Sidoine parle de l’évêque Auspice de Toul avec beaucoup d’éloge et d’honneur :
« Fut Auspice évêque de l’Eglise de Toul en Gaule, homme particulièrement docte et pieux, comme il apparaît dans la lettre en prose rythmée qu’il écrivit à Arbogaste comte de Trêves, qui l’exhortait à rompre avec l’avarice et la cupidité. » Arbogaste avait demandé à Sidoine une règle de conduite ; Sidoine s’excusa et envoya le jeune homme à Auspice et à Loup de Troyes.
En 470 et jusqu’en 496, l’évêque URSUS (= ours) assure le gouvernement de l’Eglise de Toul. Sous son épiscopat, se déroula un événement qui devait marquer pour longtemps l’histoire de l’Evangile !
Les Alamans ayant franchi le Rhin une nouvelle fois, menaçaient la Basse Moselle. Sigebert roi des Ripuaires les arrêta d’abord à Tolbiac, aujourd’hui Zülpich, en Rhénanie du Nord-Westphalie, mais craignant d’être débordé, il fit alliance avec Clovis chef des Francs Saliens ; Clovis accourut du bassin de l’Escaut et défit les Alamans en Alsace en 496, bien que l’issue du combat parut très incertaine et que Clovis ait dû invoquer « le Dieu de Clotilde » pour l’aider à la victoire.
Passant par Toul, à son retour, il demanda un catéchiste à Ursus qui confia Clovis au prêtre Waast pour répondre à ses questions et l’instruire. Franc comme Clovis, Waast devait pour voir parler librement avec le roi. Cet événement est capital religieusement parlant.
En effet, l’hérésie arienne qui niait la divinité du Christ était très répandue en Orient et en Occident avec, plus ou moins, la complicité des autorités publiques.
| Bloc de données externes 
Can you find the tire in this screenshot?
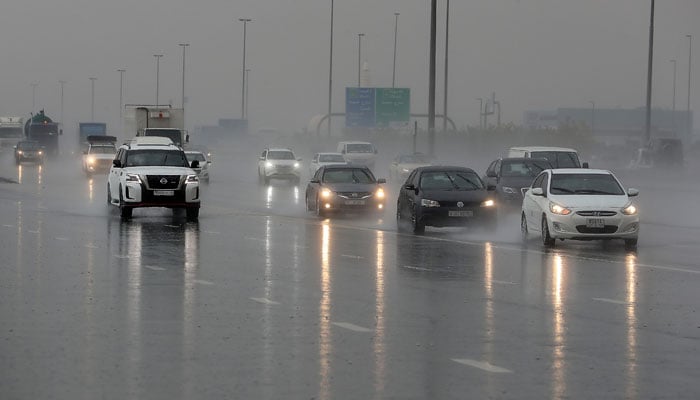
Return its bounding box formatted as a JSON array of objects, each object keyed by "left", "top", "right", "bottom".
[
  {"left": 396, "top": 202, "right": 406, "bottom": 232},
  {"left": 263, "top": 176, "right": 270, "bottom": 185},
  {"left": 521, "top": 213, "right": 528, "bottom": 240},
  {"left": 411, "top": 209, "right": 425, "bottom": 234},
  {"left": 119, "top": 186, "right": 132, "bottom": 220},
  {"left": 541, "top": 216, "right": 555, "bottom": 247},
  {"left": 624, "top": 238, "right": 638, "bottom": 249},
  {"left": 186, "top": 207, "right": 199, "bottom": 221},
  {"left": 107, "top": 184, "right": 112, "bottom": 205},
  {"left": 315, "top": 196, "right": 326, "bottom": 218}
]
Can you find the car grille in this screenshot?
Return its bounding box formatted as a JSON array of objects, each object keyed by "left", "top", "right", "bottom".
[
  {"left": 146, "top": 175, "right": 181, "bottom": 189},
  {"left": 438, "top": 200, "right": 480, "bottom": 208},
  {"left": 576, "top": 225, "right": 618, "bottom": 234},
  {"left": 576, "top": 211, "right": 617, "bottom": 217},
  {"left": 337, "top": 191, "right": 372, "bottom": 199}
]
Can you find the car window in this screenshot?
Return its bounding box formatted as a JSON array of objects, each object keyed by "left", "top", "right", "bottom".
[
  {"left": 267, "top": 151, "right": 295, "bottom": 160},
  {"left": 346, "top": 144, "right": 374, "bottom": 153},
  {"left": 322, "top": 168, "right": 375, "bottom": 184},
  {"left": 549, "top": 173, "right": 625, "bottom": 195},
  {"left": 419, "top": 171, "right": 483, "bottom": 191},
  {"left": 19, "top": 142, "right": 42, "bottom": 150},
  {"left": 530, "top": 151, "right": 580, "bottom": 168},
  {"left": 501, "top": 160, "right": 550, "bottom": 177},
  {"left": 91, "top": 145, "right": 116, "bottom": 154},
  {"left": 319, "top": 154, "right": 345, "bottom": 163},
  {"left": 186, "top": 153, "right": 206, "bottom": 162},
  {"left": 125, "top": 150, "right": 189, "bottom": 167},
  {"left": 531, "top": 173, "right": 545, "bottom": 189}
]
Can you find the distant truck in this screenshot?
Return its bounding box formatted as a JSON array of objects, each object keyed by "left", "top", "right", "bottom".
[
  {"left": 24, "top": 110, "right": 61, "bottom": 156},
  {"left": 0, "top": 116, "right": 25, "bottom": 148},
  {"left": 124, "top": 105, "right": 188, "bottom": 147},
  {"left": 78, "top": 122, "right": 107, "bottom": 148}
]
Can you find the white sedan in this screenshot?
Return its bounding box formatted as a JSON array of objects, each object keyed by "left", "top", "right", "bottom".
[
  {"left": 521, "top": 169, "right": 639, "bottom": 249},
  {"left": 308, "top": 152, "right": 347, "bottom": 176}
]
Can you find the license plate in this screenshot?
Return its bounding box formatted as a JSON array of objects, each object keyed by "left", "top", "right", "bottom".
[
  {"left": 154, "top": 190, "right": 175, "bottom": 196},
  {"left": 345, "top": 200, "right": 366, "bottom": 205},
  {"left": 449, "top": 210, "right": 473, "bottom": 217},
  {"left": 586, "top": 218, "right": 605, "bottom": 228}
]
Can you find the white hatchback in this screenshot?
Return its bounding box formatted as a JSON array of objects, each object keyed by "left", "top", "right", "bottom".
[{"left": 521, "top": 169, "right": 639, "bottom": 248}]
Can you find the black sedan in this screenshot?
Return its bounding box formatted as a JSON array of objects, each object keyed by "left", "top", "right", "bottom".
[
  {"left": 305, "top": 165, "right": 387, "bottom": 217},
  {"left": 14, "top": 140, "right": 45, "bottom": 165},
  {"left": 483, "top": 157, "right": 551, "bottom": 207},
  {"left": 396, "top": 166, "right": 497, "bottom": 234}
]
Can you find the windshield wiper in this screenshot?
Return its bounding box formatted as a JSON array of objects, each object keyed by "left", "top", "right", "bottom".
[
  {"left": 550, "top": 187, "right": 575, "bottom": 194},
  {"left": 574, "top": 189, "right": 618, "bottom": 195}
]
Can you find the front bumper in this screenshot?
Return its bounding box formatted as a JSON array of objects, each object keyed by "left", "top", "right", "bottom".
[
  {"left": 317, "top": 193, "right": 385, "bottom": 213},
  {"left": 418, "top": 205, "right": 497, "bottom": 227},
  {"left": 546, "top": 211, "right": 639, "bottom": 240},
  {"left": 121, "top": 181, "right": 200, "bottom": 208},
  {"left": 263, "top": 166, "right": 300, "bottom": 178}
]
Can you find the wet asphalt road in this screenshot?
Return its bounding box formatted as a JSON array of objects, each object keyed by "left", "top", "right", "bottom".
[{"left": 1, "top": 142, "right": 700, "bottom": 399}]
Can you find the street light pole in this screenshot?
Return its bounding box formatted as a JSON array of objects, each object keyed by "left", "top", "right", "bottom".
[
  {"left": 671, "top": 59, "right": 677, "bottom": 134},
  {"left": 589, "top": 101, "right": 595, "bottom": 136},
  {"left": 392, "top": 12, "right": 399, "bottom": 88},
  {"left": 428, "top": 0, "right": 437, "bottom": 156},
  {"left": 687, "top": 34, "right": 693, "bottom": 139},
  {"left": 442, "top": 0, "right": 450, "bottom": 133},
  {"left": 154, "top": 54, "right": 163, "bottom": 106},
  {"left": 31, "top": 82, "right": 38, "bottom": 112},
  {"left": 644, "top": 0, "right": 655, "bottom": 144},
  {"left": 179, "top": 44, "right": 189, "bottom": 109},
  {"left": 239, "top": 18, "right": 251, "bottom": 119},
  {"left": 245, "top": 69, "right": 251, "bottom": 119},
  {"left": 477, "top": 98, "right": 483, "bottom": 129},
  {"left": 328, "top": 0, "right": 334, "bottom": 137},
  {"left": 89, "top": 77, "right": 97, "bottom": 122},
  {"left": 357, "top": 33, "right": 365, "bottom": 87},
  {"left": 117, "top": 69, "right": 125, "bottom": 133},
  {"left": 59, "top": 80, "right": 66, "bottom": 128}
]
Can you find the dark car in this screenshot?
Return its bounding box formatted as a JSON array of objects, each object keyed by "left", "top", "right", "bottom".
[
  {"left": 14, "top": 140, "right": 45, "bottom": 165},
  {"left": 483, "top": 158, "right": 552, "bottom": 207},
  {"left": 396, "top": 166, "right": 497, "bottom": 234},
  {"left": 305, "top": 165, "right": 387, "bottom": 217}
]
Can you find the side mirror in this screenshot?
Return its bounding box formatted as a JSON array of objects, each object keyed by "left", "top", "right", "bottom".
[
  {"left": 112, "top": 159, "right": 122, "bottom": 168},
  {"left": 59, "top": 129, "right": 63, "bottom": 135},
  {"left": 531, "top": 187, "right": 544, "bottom": 196},
  {"left": 191, "top": 160, "right": 200, "bottom": 168},
  {"left": 582, "top": 162, "right": 589, "bottom": 168},
  {"left": 185, "top": 134, "right": 190, "bottom": 143},
  {"left": 310, "top": 179, "right": 320, "bottom": 184},
  {"left": 627, "top": 188, "right": 639, "bottom": 197},
  {"left": 83, "top": 150, "right": 88, "bottom": 155},
  {"left": 207, "top": 160, "right": 212, "bottom": 164},
  {"left": 297, "top": 158, "right": 303, "bottom": 162},
  {"left": 486, "top": 170, "right": 497, "bottom": 178},
  {"left": 377, "top": 178, "right": 386, "bottom": 184},
  {"left": 259, "top": 156, "right": 265, "bottom": 161},
  {"left": 404, "top": 184, "right": 415, "bottom": 191}
]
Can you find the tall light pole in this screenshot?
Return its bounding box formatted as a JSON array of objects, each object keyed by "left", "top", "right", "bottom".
[
  {"left": 687, "top": 34, "right": 693, "bottom": 139},
  {"left": 245, "top": 69, "right": 251, "bottom": 119},
  {"left": 31, "top": 82, "right": 38, "bottom": 112},
  {"left": 117, "top": 69, "right": 125, "bottom": 133},
  {"left": 428, "top": 0, "right": 437, "bottom": 156},
  {"left": 154, "top": 54, "right": 163, "bottom": 106},
  {"left": 357, "top": 33, "right": 365, "bottom": 87},
  {"left": 442, "top": 0, "right": 450, "bottom": 133},
  {"left": 589, "top": 101, "right": 595, "bottom": 136},
  {"left": 477, "top": 98, "right": 483, "bottom": 129},
  {"left": 644, "top": 0, "right": 655, "bottom": 144},
  {"left": 179, "top": 44, "right": 189, "bottom": 109},
  {"left": 328, "top": 0, "right": 334, "bottom": 137},
  {"left": 59, "top": 80, "right": 66, "bottom": 128},
  {"left": 89, "top": 77, "right": 97, "bottom": 122},
  {"left": 671, "top": 59, "right": 677, "bottom": 134},
  {"left": 392, "top": 12, "right": 399, "bottom": 88},
  {"left": 239, "top": 18, "right": 251, "bottom": 119}
]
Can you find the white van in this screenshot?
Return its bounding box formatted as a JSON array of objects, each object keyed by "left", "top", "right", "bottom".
[
  {"left": 507, "top": 146, "right": 585, "bottom": 168},
  {"left": 336, "top": 141, "right": 378, "bottom": 169}
]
Les Conciles de Nicée en 325, Constantinople en 381 – d’où est issu le symbole que nous récitons à la messe – et le concile de Chalcédoine en 451 avaient explicité la foi de manière nette et claire. Mais la résistance arienne restait forte. Il est plus facile pour la raison de croire en un Dieu unique et un grand prophète plus qu’en en un homme Fils de Dieu. Notre région et celle de Reims étaient fidèles à la foi de l’Eglise. St Clotilde bien que Burgonde – les Burgondes étaient ariens – était catholique. Clovis en devenant catholique et non arien fit basculer une grande partie population dans la foi catholique et ainsi favorisa la disparition de l’arianisme.
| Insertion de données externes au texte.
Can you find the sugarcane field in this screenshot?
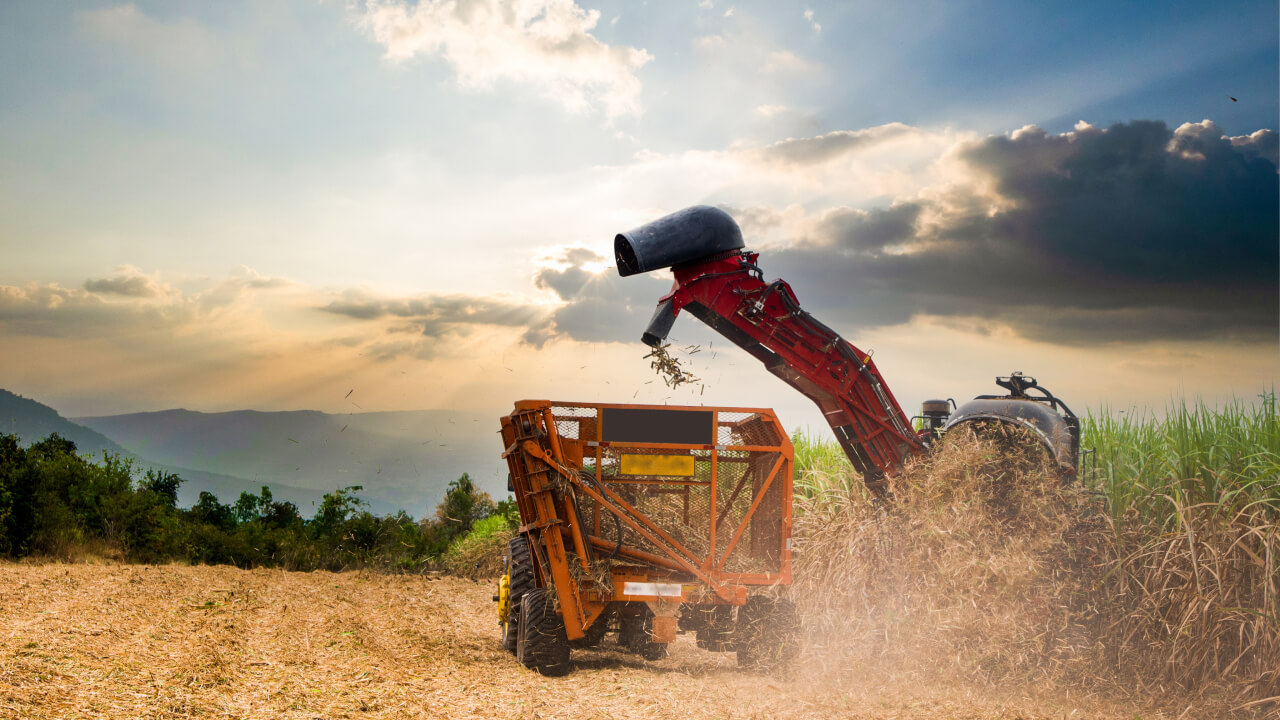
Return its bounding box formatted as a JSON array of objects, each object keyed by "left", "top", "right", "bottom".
[{"left": 1, "top": 2, "right": 1277, "bottom": 719}]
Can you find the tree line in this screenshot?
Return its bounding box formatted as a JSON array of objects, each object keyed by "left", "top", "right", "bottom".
[{"left": 0, "top": 433, "right": 515, "bottom": 570}]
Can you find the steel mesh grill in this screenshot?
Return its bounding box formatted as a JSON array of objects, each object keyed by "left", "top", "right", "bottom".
[
  {"left": 717, "top": 411, "right": 782, "bottom": 447},
  {"left": 551, "top": 405, "right": 598, "bottom": 442},
  {"left": 580, "top": 446, "right": 711, "bottom": 566},
  {"left": 541, "top": 405, "right": 788, "bottom": 583},
  {"left": 717, "top": 452, "right": 785, "bottom": 574}
]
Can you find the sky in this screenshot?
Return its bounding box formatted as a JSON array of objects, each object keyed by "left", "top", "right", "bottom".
[{"left": 0, "top": 0, "right": 1276, "bottom": 438}]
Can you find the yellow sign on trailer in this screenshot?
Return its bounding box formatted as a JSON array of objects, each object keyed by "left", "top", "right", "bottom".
[{"left": 619, "top": 453, "right": 696, "bottom": 477}]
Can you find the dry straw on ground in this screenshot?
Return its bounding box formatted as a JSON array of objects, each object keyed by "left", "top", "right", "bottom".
[
  {"left": 1, "top": 561, "right": 1181, "bottom": 720},
  {"left": 2, "top": 429, "right": 1273, "bottom": 718}
]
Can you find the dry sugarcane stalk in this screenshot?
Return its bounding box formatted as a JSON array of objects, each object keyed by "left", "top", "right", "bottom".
[{"left": 643, "top": 343, "right": 701, "bottom": 389}]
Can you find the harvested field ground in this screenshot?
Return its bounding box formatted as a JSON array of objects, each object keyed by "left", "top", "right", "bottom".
[{"left": 0, "top": 563, "right": 1201, "bottom": 720}]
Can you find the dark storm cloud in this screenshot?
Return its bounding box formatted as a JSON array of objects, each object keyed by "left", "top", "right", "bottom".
[
  {"left": 758, "top": 123, "right": 914, "bottom": 166},
  {"left": 320, "top": 120, "right": 1276, "bottom": 350},
  {"left": 817, "top": 204, "right": 921, "bottom": 252},
  {"left": 766, "top": 120, "right": 1278, "bottom": 344}
]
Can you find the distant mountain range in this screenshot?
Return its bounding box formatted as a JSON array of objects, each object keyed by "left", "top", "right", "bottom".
[{"left": 0, "top": 389, "right": 507, "bottom": 517}]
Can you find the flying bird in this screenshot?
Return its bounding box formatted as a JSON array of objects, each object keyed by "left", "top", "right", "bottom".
[{"left": 1230, "top": 96, "right": 1238, "bottom": 102}]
« Les conditions d’évangélisation auprès des barbares, écrit le Père Cantalamessa, se présentaient sous une tout autre forme, différente de celles que l’on connaissait avec le monde grec et romain, où le christianisme avait devant lui un monde cultivé, organisé, avec des règles, des lois, des langages communs. Il avait, pour ainsi dire, une culture avec laquelle dialoguer, se confronter. Maintenant il allait devoir faire face à deux tâches en même temps : civiliser et évangéliser. Enseigner la lecture et l’écriture, tout en formant à la doctrine chrétienne. L’inculturation se présentait sous une forme totalement inédite. »
A Toul, ALBAUD successeur de EVRE fondera une école épiscopale qu’il confiera à Antimond qui lui succèdera comme évêque. Cette Ecole cathédrale sera d’une très grande qualité pendant de longs siècles. Cette tâche de civilisation est donc commencée au début du 6ème siècle.